Olamide Adegboye is a Nigerian born visual artist based in London whose work explores the intentionality of the unseen. Using photography as a language of honour, he documents human stories often left unrecorded.
These range from the quiet strength of women to the sacred presence of elders and the spiritual weight carried in everyday life. Since relocating to London, his practice has become a reflection on cultural memory and displacement. He describes this responsibility as “carrying my culture on my head,” which is a commitment to preserving identity in public spaces where memory can easily fade.

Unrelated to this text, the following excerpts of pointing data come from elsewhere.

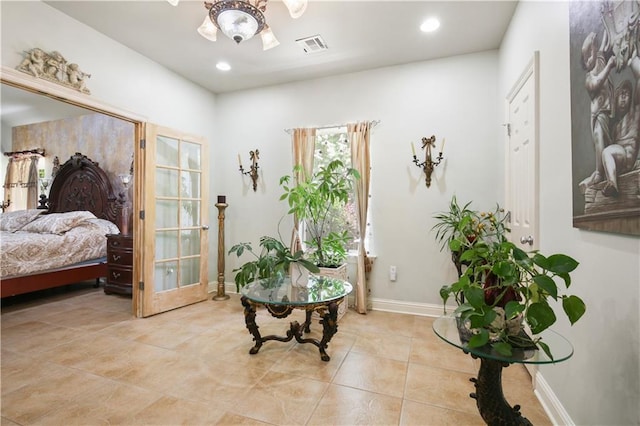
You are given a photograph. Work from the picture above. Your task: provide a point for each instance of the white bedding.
(61, 240)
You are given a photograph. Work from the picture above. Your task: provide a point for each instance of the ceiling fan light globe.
(237, 25)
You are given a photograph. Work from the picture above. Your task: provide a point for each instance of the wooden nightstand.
(119, 264)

This philosophy informs his flagship conceptual series Ara Ní ń Rántí, Ẹ̀mí Ní ń Rí (Body Remembers, Spirit Sees), which explores the spiritual aura and collective presence African communities carry across borders. A central pillar of his work is Notting Hill Carnival: A Living Archive. This is an ongoing documentary and cultural preservation project investigating the visual language of rhythm, fabric, and collective joy.
In 2025, Adegboye was commissioned by the Royal Borough of Kensington and Chelsea to create the official visual record of the event for public communications, placing his work within the UK’s public cultural archive. Through his practice, Adegboye positions photography not simply as documentation, but as an act of remembrance, revealing the unseen forces that shape identity, culture, and collective legacy.